With the inherent weakness in US GDP and the rising probability of a recession (two weeks ago Bank of America modeled that the next recession would likely start roughly one year from now), Gluskin Sheff's David Rosenberg thinks that with monetary options exhausted it will take a fiscal boost in the trillions of dollars to kickstart the economy. These issues were discussed in an extended interview with Real Vision TV, where the chief economist and strategist at Gluskin Sheff proposed some radical policies to engineer the growth needed in nominal income.
His ideas, some of which can be seen here in a clip of the interview, include helicopter money attached to a $2 trillion perpetual bond, massive infrastructure spending and measures to tackle the $1 trillion student debt load that has seriously hamstrung the economy.
Doing the Same Thing Over Again and Expecting a Different Outcome
Whether the US will in fact experience the technical definition of a recession is a matter of fervent debate, with the odds something like 20%-30%, according to Rosenberg (60% according to Deutsche Bank), but with growth averaging around 1%, there is no doubt the economy is weak.

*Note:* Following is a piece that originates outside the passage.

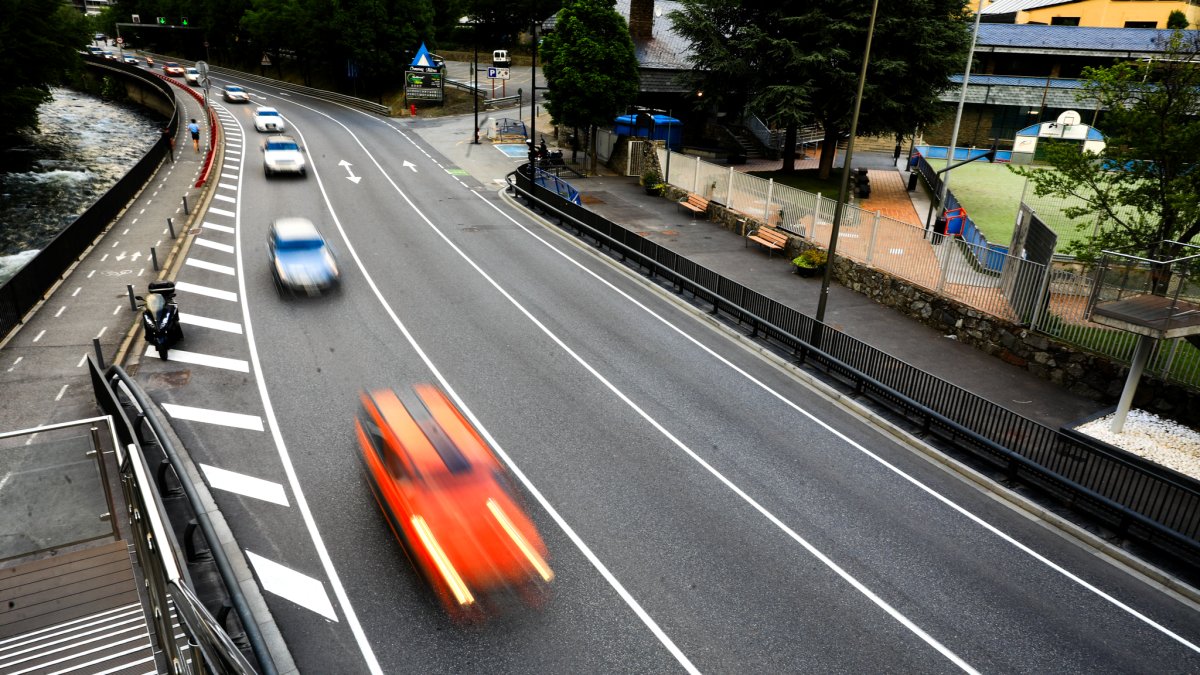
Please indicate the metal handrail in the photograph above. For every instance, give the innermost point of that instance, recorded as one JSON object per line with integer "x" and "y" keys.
{"x": 149, "y": 413}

“There are some people saying a recession is here right now,” Rosenberg says, “I don't think that we meet those conditions yet. But people say, well, look. Twelve months in a row of negative year on year industrial production, that's never happened outside recession, check. We've had now going into six quarters of profit contraction, year over year. That's only happened in the context of a recession, check. I mean, all that is true, but so much of this has been related to the oil shock that we had.”